The scale is the first thing that went out of the window. For me, it's evil. Like you, I am till a pretty good guesser when it comes to my weight, including that of others. Because I'm not focusing on it anymore, it's slipping away (fortunately) but I still know the nutritional value of every food by head. Old habits die hard, I guess.
My current plan is to finish this fast first and have everything clean and as good as new. The week(s) after that I'm going to use to slowly build up to eating again, and eating raw is going to be a big part of that & my new lifestyle. (slow really being the key word here. People have died from ending their long fast the wrong way!) I love veggies and most fruits, so that shouldn't be a problem.

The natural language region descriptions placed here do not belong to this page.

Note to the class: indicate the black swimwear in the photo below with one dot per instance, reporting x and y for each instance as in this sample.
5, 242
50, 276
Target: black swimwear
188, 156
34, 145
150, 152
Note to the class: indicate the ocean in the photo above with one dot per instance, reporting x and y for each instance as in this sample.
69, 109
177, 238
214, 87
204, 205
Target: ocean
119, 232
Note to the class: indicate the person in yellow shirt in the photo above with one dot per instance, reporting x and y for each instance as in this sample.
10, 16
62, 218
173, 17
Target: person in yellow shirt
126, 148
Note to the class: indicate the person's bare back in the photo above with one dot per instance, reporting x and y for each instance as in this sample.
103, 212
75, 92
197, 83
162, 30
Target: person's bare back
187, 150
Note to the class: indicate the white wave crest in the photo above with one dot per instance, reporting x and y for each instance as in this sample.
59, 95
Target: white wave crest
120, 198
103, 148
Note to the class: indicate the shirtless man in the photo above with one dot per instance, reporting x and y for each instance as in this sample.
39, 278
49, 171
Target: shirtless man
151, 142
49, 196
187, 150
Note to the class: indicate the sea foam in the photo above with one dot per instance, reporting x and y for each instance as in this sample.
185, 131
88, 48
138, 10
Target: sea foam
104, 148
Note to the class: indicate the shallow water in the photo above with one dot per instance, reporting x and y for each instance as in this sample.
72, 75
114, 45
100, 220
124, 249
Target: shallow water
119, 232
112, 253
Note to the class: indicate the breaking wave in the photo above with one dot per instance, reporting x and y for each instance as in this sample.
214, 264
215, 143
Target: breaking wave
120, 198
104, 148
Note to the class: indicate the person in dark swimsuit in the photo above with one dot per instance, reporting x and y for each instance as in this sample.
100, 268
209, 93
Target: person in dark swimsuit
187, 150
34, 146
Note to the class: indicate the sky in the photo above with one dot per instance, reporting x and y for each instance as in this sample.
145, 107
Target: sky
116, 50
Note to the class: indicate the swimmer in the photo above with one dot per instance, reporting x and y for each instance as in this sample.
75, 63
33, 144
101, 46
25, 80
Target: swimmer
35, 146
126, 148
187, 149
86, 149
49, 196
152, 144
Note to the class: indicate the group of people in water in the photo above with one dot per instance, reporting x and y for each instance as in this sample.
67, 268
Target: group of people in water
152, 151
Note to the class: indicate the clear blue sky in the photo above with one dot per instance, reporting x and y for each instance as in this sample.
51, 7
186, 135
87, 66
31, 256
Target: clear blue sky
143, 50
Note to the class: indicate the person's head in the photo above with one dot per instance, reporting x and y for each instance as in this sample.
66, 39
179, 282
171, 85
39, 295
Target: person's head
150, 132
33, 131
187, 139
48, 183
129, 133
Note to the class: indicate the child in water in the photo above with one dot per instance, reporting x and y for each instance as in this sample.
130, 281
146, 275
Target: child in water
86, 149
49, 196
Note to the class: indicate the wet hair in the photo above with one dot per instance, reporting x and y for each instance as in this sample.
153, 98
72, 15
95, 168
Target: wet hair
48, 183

When it comes to my diet, here's a blurb of my plans:
- I'm going to cut starchy foods (potatoes, bread, pasta...rice) out of my diet as much as possible, because I know it won't do me much good. (I love it, so that makes the temptation to binge great.) However, things like oatmeal (home cooked), wilde rice or brown rice I will eat (in controlled portions) as they're high in fibre.
-I'm not a vegetarian, but I'm not going to eat a lot of meat. I don't think we humans need much of it these days. I love fish and chicken though, so I will eat that. It's healthy and full of protein and fats like omega 3 & 6! Eggs will also play a part. I love them. There are so many options for eggs it never gets boring. And did you know egg-white omelettes are a great replacement for tortilla wraps? (my own invention.) Cottage cheese is also good.
- for snacks I'll eat nuts or dried fruits (I love figs!) or low fat / fat free yoghurt. (Tip, when you know icecream is served for dessert, you can prepare your own substitute by freezing some low-cal flavored yoghurt! tastes great and you don't feel left out.) I'll always take a snack with me when I'm off to work or college so I have no excuse to buy something else.
-I'll never cook in butter, but use olive oil (or something comparable) instead. I use PAM spray to grease the baking pan when I'm putting something in the oven.
-I'm not going to drink alcohol anymore. Now that's never been a big problem for me, as I'm not really fond of it and some members of my family I'm close to have a nasty history with it. Water is going to be my main source.
- In general, I'm going to eat 3 balanced meals a day. The 5 tiny meals a day method doesn't work for me, because I'll start craving more and eventually binge. I'll only eat when hungry. Also, I'm going to prepare my meals for the week before it starts, so I'll have no excuse to grab something else (unhealthy.) I'm a pretty goo cook (I used to cook for the entire family) so that's going to be a piece of cake (pun intended.) Soups (like vegetable soup) will be made when I have less time. Natural, organic foods are the ones I'll buy. No canned stuff for me anymore. Also, I'm quitting on cereals, so called granola bars, etc. processed stuff is history for me now.
- Last thing: to keep me sane: I'm not going to beat myself up for eating out once in a while (birthday, special occasion). And those times I'm NOT going to restrict myself and chew on a salad while everyone else is enjoying pasta. My strategy is: I'll choose whatever I want for the main course, but pass on the bread served as an appetizer. Desert is going to be the healthiest option. Instead of the 3chocolates sorbet, I'll choose the fruit variation instead. Then the next day I'll continue on my normal regimen. If there is no healthy variation, I'll just keep an eye on my portions and make sure I won't bloat my stomach (makes the occasion more pleasurable too, in my opinion. A bloated stomach is not a nice feeling)
Come to think of it (after reading the above ramble) there are a lot of healthy options. And tasty too. I guess it's a mind over matter. Once you stop thinking about what you can't have and start focusing on everything you CAN eat, it gets a lot easier.
There you have it! I'd love to know what you're going to do!